Tous les écrivains que nous avons énumérés représentent tous un côté littéraire et poétique de l’imagination méridionale. Voyons ce qu’a produit la finesse d’esprit et la pénétration des hommes de ces provinces, appliquées aux sujets philosophiques ou scientifiques.

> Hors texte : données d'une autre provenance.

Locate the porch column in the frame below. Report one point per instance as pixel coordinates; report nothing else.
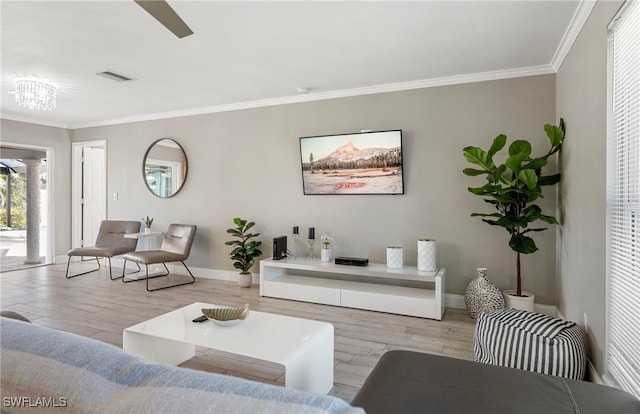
(33, 210)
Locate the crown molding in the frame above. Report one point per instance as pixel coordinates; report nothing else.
(10, 117)
(343, 93)
(571, 34)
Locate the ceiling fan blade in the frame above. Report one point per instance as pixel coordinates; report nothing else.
(162, 12)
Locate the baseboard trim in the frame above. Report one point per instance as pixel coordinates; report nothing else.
(457, 302)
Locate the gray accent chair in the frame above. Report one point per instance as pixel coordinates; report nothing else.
(109, 242)
(176, 247)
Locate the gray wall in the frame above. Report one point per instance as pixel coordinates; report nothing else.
(246, 163)
(58, 139)
(581, 99)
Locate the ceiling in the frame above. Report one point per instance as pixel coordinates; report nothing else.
(246, 54)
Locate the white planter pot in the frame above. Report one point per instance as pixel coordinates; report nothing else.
(519, 302)
(245, 280)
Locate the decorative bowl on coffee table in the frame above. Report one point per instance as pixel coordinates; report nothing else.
(227, 316)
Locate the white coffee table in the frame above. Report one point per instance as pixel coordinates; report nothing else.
(304, 347)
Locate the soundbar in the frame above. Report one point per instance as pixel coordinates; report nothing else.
(352, 261)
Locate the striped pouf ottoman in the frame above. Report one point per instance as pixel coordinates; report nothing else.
(530, 341)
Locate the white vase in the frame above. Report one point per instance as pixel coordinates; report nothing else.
(427, 255)
(481, 296)
(394, 257)
(524, 302)
(245, 280)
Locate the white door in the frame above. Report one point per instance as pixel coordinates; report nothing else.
(94, 183)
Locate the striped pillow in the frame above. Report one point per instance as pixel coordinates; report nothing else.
(531, 341)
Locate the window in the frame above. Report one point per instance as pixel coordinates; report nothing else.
(623, 201)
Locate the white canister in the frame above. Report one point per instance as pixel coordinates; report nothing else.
(394, 257)
(427, 255)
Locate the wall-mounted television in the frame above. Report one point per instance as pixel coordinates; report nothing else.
(358, 163)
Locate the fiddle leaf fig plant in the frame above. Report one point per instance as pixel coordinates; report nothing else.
(245, 250)
(513, 186)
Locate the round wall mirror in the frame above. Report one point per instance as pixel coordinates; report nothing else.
(164, 167)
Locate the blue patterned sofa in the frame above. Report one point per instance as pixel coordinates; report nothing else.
(46, 368)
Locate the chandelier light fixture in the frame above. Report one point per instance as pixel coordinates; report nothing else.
(35, 95)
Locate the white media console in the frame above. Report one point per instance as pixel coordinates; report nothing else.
(405, 291)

Tels sont le cardinal d’Ossat, l’illustre diplomate ; La Boétie, qui fit à vingt ans un ouvrage immortel par la vigueur du style et la hardiesse de la pensée ; Maine de Biran, l’éminent philosophe, le plus prudent métaphysicien de son siècle ; La Romiguière, qui exposa et développa le système de Condillac avec tant de mesure, et honora par son talent comme par son caractère les convictions généreuses auxquelles il était resté fidèle ; Lacépède, l’ami et l’héritier de Buffon, qui le choisit pour continuer et compléter son œuvre ; Bastiat, l’économiste profond, qui sut être clair en des sujets abstraits et arides ; l’illustre Arago, qui plus que tout autre eut la gloire de rendre les sciences populaires et de mettre à la portée de tous une des études les plus ardues et les plus effrayantes pour l’imagination de l’homme, et qui, à toutes ces qualités, joignait celles de grand écrivain et d’habile orateur, et, enfin, Léon Gambetta, l’éloquent tribun de la troisième République.


Languedoc. — « C’est une bien vieille terre que ce Languedoc. Vous y trouverez partout les ruines sous les ruines, les Camisards sur les Albigeois, les Sarrasins sur les Goths ; sous ceux-ci, les Romains, les Ibères. Les murs de Narbonne sont bâtis de tombeaux, de statues, d’inscriptions. L’amphithéâtre de Nîmes est percé d’embrasures gothiques, couronnées de créneaux sarrasins, noircis par les flammes de Charles-Martel. Mais ce sont encore les plus vieux qui ont le plus laissé ; les Romains ont enfoncé la plus profonde trace leur Maison-Carrée, leur triple pont du Gard, leur énorme canal de Narbonne, qui recevait les plus grands vaisseaux. » Tel est, en quelques mots, suivant Michelet, le portrait du vieux Languedoc.